The Case of the Perilous Palace (The Wollstonecraft Detective Agency, Book 4)
Page 4
Indeed, neither girl had said anything at all to the other. Mary had said a how-do-you-do and curtsied to Baroness Lehzen, but Drina—for it was Drina, and she required no introduction—had glanced pointedly to various spots in the room: two large paintings of presumably dead relatives, a tall clock, a bookcase. Mary followed Ada’s lead; the girls needed no code word to know that they were being watched.
“Ah,” said Sir John. “Visitors. Excessive.”
“Excessive?” asked Ada. The word struck her as odd.
“It means ‘very good.’ ”
“It means ‘too much,’ ” corrected Ada.
“You are malformed,” continued Sir John. “I’m sure you’re merely inedible.”
Now it was time for Ada’s eyes to bug out of her head, only this time in frustration.
“Do you mean ‘misinformed’ and ‘uneducated’?” Ada began. “Because I’m glad I’m inedible; that means you can’t eat me.”

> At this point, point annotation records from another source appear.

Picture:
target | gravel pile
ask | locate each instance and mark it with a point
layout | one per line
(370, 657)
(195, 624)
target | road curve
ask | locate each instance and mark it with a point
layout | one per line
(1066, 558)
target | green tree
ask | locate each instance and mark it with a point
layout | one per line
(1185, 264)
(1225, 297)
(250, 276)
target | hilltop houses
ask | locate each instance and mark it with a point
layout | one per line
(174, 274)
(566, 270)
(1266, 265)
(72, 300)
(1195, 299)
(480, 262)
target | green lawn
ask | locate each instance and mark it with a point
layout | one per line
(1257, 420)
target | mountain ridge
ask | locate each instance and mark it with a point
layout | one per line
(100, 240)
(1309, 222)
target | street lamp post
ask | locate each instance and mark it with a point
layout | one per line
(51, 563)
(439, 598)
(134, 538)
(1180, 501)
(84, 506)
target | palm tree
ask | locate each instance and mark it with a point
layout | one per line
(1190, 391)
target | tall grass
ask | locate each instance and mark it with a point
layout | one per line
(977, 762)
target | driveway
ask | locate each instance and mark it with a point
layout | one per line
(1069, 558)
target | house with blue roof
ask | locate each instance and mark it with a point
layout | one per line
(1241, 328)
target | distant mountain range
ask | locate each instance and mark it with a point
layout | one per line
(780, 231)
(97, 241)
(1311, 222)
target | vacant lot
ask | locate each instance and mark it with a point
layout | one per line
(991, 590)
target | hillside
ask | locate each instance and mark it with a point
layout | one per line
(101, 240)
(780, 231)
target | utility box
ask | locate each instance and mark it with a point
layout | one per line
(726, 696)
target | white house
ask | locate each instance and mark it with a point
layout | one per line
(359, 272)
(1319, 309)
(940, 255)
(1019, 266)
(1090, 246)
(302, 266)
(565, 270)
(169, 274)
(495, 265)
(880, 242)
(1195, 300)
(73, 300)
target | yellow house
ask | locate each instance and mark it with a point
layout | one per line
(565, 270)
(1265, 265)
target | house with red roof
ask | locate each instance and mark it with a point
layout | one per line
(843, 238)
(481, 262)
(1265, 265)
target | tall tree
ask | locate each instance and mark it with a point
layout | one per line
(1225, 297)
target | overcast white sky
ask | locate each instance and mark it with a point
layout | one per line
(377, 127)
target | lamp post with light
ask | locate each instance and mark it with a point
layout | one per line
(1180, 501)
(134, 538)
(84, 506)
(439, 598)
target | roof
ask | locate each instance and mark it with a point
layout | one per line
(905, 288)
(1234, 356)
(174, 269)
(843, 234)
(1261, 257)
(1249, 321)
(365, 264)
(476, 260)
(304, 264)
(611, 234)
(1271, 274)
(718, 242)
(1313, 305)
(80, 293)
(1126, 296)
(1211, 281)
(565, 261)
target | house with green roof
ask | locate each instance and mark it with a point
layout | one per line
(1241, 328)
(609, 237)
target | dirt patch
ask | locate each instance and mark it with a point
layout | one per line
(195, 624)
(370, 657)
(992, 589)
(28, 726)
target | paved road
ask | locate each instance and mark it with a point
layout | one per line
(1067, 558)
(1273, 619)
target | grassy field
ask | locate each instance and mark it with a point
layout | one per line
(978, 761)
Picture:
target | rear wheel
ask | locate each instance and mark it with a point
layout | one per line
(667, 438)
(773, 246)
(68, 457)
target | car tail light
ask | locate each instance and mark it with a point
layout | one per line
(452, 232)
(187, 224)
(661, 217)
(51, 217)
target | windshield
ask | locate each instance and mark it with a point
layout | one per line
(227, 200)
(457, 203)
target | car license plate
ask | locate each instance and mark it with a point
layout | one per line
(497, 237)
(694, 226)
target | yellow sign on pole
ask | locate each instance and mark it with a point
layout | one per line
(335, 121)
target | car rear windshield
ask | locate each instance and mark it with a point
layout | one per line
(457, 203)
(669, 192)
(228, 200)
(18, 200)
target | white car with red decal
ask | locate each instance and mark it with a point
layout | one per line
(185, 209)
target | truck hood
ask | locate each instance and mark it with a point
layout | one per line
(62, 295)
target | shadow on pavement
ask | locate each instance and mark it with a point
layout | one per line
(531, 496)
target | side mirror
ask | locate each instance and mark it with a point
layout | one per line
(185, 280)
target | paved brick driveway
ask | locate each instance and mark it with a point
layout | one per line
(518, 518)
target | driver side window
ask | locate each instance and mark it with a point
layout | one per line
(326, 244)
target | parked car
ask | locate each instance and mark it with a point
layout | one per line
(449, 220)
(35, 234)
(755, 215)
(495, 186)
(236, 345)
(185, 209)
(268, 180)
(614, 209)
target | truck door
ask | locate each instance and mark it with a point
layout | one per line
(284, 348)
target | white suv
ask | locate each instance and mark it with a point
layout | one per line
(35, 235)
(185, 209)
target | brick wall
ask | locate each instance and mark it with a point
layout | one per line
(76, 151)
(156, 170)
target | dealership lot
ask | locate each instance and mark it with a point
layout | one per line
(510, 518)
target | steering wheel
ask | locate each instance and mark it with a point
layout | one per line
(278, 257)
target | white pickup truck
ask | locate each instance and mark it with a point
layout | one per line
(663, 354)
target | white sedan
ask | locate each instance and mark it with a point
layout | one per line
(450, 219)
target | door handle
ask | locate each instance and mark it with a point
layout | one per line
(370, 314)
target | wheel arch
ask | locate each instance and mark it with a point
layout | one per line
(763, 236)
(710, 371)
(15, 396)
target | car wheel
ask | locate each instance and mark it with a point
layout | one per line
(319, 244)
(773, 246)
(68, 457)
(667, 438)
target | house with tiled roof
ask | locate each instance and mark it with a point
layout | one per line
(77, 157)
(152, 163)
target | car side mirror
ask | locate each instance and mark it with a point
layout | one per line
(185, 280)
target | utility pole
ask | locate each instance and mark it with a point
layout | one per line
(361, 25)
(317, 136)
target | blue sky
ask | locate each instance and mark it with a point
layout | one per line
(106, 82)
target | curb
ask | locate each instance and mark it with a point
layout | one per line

“Inedible!” squawked the parrot.
The baroness rose, interrupting. “Sir John, this is Lady Ada Byron and her companion, Miss Mary Godwin. Lady Ada, Miss Godwin, this is Sir John Conroy, secretary to Her Highness the Princess Victoria.” This last bit she added with downcast eyes.
“The big Princess Victoria,” added Ada, for Mary’s benefit, “not the little one.”
None of the grown-ups knew what to do with Ada’s breach of propriety, so they did nothing.
“It can be quite confusing,” said Princess Drina, finally. Ada noticed that the girl had no discernible accent whatsoever.
This was enough, it seemed, for the whole room to continue breathing.
“And I do insist,” the little princess continued, “that you call me Drina. As your cousin does.”
“Cousin?” asked Ada, forgetting.
“Yes, Lady Ada,” said Baroness Lehzen. “Your cousin Medora Leigh is a frequent visitor to these rooms.”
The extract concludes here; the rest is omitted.